Impulsi cubani

Creato il 27 luglio 2012 da Unarosaverde

Questo sarà un post interminabile e dispersivo, un concentrato inarrivabile di fatti miei. Vi avverto subito così potete decidere se avete di meglio da fare o vi accomodate in poltrona, per così dire, a leggervi qualche altra delle mie sciocchezze.

Lunedi e martedì, comincio col dirvi, ero impegnata a gestire la tristezza da rientro, dopo il gran bel fine settimana parigino. In ufficio il lavoro seguiva andamenti simili all’altimetria della tappa del Mortirolo, con pause di falso-piano seguite da picchi verticali.
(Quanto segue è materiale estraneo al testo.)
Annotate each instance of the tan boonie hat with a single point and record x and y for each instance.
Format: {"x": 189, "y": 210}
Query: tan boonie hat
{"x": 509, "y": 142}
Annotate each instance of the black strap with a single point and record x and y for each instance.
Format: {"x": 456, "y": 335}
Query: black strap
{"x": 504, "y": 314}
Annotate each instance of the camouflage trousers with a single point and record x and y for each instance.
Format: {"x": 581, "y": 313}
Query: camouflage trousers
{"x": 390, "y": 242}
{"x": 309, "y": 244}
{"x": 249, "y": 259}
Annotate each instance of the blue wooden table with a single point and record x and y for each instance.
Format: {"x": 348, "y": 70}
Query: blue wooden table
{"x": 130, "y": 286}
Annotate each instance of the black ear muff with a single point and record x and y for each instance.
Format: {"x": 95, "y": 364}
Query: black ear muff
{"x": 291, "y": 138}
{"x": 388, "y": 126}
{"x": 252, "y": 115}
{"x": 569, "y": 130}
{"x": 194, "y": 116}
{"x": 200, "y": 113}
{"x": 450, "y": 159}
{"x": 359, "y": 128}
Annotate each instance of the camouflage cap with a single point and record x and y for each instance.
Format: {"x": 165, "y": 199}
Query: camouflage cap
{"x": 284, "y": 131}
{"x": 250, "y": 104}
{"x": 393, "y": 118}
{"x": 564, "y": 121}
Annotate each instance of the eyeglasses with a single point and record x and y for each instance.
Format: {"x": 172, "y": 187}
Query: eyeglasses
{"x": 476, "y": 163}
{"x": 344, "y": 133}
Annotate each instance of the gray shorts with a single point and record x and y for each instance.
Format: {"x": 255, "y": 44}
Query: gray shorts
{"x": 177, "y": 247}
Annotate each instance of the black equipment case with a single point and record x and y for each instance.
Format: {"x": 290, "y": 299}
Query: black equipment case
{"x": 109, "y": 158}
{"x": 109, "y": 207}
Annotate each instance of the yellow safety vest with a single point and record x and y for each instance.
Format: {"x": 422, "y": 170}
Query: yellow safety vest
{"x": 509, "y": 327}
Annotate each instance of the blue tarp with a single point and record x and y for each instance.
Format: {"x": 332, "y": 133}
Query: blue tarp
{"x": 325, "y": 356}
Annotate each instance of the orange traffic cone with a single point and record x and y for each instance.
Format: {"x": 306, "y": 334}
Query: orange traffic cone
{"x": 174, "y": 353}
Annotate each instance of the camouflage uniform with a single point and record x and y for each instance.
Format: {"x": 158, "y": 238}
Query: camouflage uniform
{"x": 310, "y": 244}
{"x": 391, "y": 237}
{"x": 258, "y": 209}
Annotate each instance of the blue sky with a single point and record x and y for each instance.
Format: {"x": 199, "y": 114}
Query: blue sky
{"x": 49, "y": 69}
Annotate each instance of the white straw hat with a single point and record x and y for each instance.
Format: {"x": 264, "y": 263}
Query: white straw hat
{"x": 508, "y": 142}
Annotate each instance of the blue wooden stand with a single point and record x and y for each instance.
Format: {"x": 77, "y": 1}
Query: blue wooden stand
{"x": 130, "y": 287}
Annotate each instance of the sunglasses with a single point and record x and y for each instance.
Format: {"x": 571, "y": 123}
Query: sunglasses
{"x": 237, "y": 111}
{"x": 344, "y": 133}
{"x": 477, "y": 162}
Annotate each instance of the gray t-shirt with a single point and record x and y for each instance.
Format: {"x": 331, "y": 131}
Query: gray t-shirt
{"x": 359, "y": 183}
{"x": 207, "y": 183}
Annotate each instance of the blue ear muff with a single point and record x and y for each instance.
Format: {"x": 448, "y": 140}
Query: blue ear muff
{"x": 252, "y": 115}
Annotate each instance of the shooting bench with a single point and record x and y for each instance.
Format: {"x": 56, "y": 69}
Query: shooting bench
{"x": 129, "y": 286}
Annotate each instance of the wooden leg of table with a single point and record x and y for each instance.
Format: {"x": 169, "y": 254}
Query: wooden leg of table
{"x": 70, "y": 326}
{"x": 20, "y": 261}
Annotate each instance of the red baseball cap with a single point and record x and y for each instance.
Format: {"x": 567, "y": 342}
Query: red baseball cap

Di quando in quando mi facevo un giretto sul web, portali meteo in particolare, per capire quanta acqua prenderò la prossima settimana ad uno spettacolo al Teatro Romano di Verona.

Durante una di queste spedizioni virtuali sono successe due cose: la prima è che sono finita su un articolo che mi ha condotto ad un sito che mi ha portato ad un altro e quello che lì ho trovato costituirà l’argomento principale di questo post che però scoprirete solo alla fine perché, come potete già intravvedere, l’ho presa alquanto larga.

La seconda è che mi sono messa a cincischiare con le password di accesso al sito in cui mercoledì sarebbero stati pubblicati i risultati del Proficiency, per vedere se funzionavano. Dopo aver bloccato l’account per smemoratezza, ho sudato sette camicie per ottenere la collaborazione del severissimo sistema di sicurezza cambridgiano e riuscire a sbloccarlo; finalmente apertisi i cancelli supersegreti della mia pagina personale, ho scoperto che – o miracolo – gli esiti c’erano già e io ho passato il CPE.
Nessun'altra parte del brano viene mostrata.